The graphic shown here is frequently used in design work at the Vista Innovation & Design Academic (VIDA). It demonstrates the need for a large quantity of ideas—even ideas eventually deemed unworkable or too wild. Our favorite mindset from good brainstorming comes from the Improv world, and is know as “Yes, and….” It is the simple idea that instead of beating down a colleague’s idea, “No, that will never work,” we build on each other’s ideas in a positive way instead, “Yes, and … What if we …..”

While this isn’t meant to be a primer on all of the proper prerequisite steps of taking a design thinking approach, the general hope is that a team can create many potential ideas during a brainstorming or ideation session. There are many well-vetted activities for brainstorming that you can consider. For the sake of this piece, we’ve plucked a few of our own ideas for illustration purposes.

After brainstorming, designers begin to group similar thoughts and converge on the best ideas. Below is our quick brainstorm on improving the experience for all parties in the fall.

Not all ideas in a brainstorm will have the same traction. Perhaps some ideas from our quick brainstorm are interesting to you. Perhaps you have your own ideas to add. Asking the questions and creating divergent ideas to work from is the key. As you look through your own ideas, consider some questions:

  • Which brainstorms have similarities to other brainstorms?
  • Which brainstorms make your heart sing? Which make your heart sink?
  • Is your idea big enough to shake up the status quo? Or are you continuing the status quo with slightly newer ideas?
  • Does your idea balance the tensions that may exist in your problem?


Idea 1: Integrated Coursework

What content can be combined into a single assignment? Kindergarten teachers are masters of this. With as little as 90 minutes a day, every experience is cross-curricular magic. Where else can we find this magic? Combine ELA writing prompts with Social Studies content?

Idea 2: Chunking time for content acquisition and creating space for a more meaningful cross-curricular project or passion work.
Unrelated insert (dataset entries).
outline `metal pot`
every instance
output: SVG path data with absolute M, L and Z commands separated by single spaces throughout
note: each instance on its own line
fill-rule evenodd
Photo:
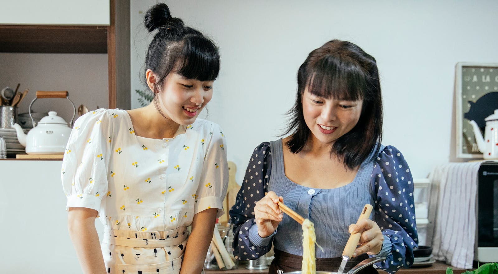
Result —
M 359 264 L 355 266 L 351 270 L 348 271 L 345 274 L 355 274 L 358 273 L 360 270 L 365 268 L 366 267 L 375 264 L 377 262 L 381 262 L 385 260 L 385 257 L 372 257 L 367 259 L 366 260 L 364 260 L 363 261 L 360 262 Z M 337 274 L 337 272 L 331 272 L 331 271 L 317 271 L 316 274 Z M 293 271 L 292 272 L 285 272 L 283 274 L 302 274 L 300 271 Z

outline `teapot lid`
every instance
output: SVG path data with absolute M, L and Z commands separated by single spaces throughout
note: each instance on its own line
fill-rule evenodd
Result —
M 67 125 L 67 123 L 64 119 L 57 116 L 56 111 L 49 111 L 48 116 L 42 118 L 38 122 L 38 124 L 59 124 Z
M 498 109 L 495 110 L 495 113 L 487 117 L 484 119 L 485 121 L 493 121 L 498 120 Z

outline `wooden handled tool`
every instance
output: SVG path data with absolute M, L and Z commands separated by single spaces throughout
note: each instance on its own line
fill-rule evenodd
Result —
M 301 225 L 303 224 L 303 222 L 304 221 L 304 218 L 303 218 L 302 216 L 296 213 L 294 210 L 289 208 L 282 202 L 278 202 L 278 207 L 280 207 L 280 210 L 282 210 L 282 211 L 284 213 L 288 215 L 291 218 L 294 219 L 296 222 L 299 223 Z
M 69 92 L 67 91 L 36 91 L 36 98 L 66 98 Z
M 366 204 L 363 207 L 362 213 L 360 214 L 360 217 L 358 218 L 358 220 L 357 221 L 356 223 L 358 223 L 363 219 L 368 219 L 370 217 L 370 213 L 372 213 L 373 208 L 372 205 Z M 352 234 L 349 236 L 349 239 L 348 240 L 348 242 L 346 243 L 346 246 L 344 247 L 344 250 L 343 251 L 343 261 L 341 263 L 339 270 L 337 271 L 337 274 L 343 274 L 346 263 L 353 257 L 353 254 L 355 253 L 355 250 L 358 246 L 358 242 L 360 242 L 360 237 L 361 236 L 362 233 L 360 232 Z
What if teachers and students could co-create what their remote learning experience might look like? Students have a better feel for what exactly they can do at home, while teachers have experience in content and project design. Could remote learning time be reserved for cross-curricular projects designed with students? While content-acquisition may still be needed during remote learning time, it would be more limited with this idea. Doing something with the content would become the focus.

Idea 3: Reserve parts of work that are most frustrating to in-person times and move other experiences to remote learning times.

You know what many parents find frustrating? Math. They may have learned it differently, they may not remember the nuances. Even the most competent citizen may find fractions to be a complete mystery by the time they reach adulthood. If schools are working with a schedule that rotates in-person time and remote learning experiences, but the more challenging work stays at school.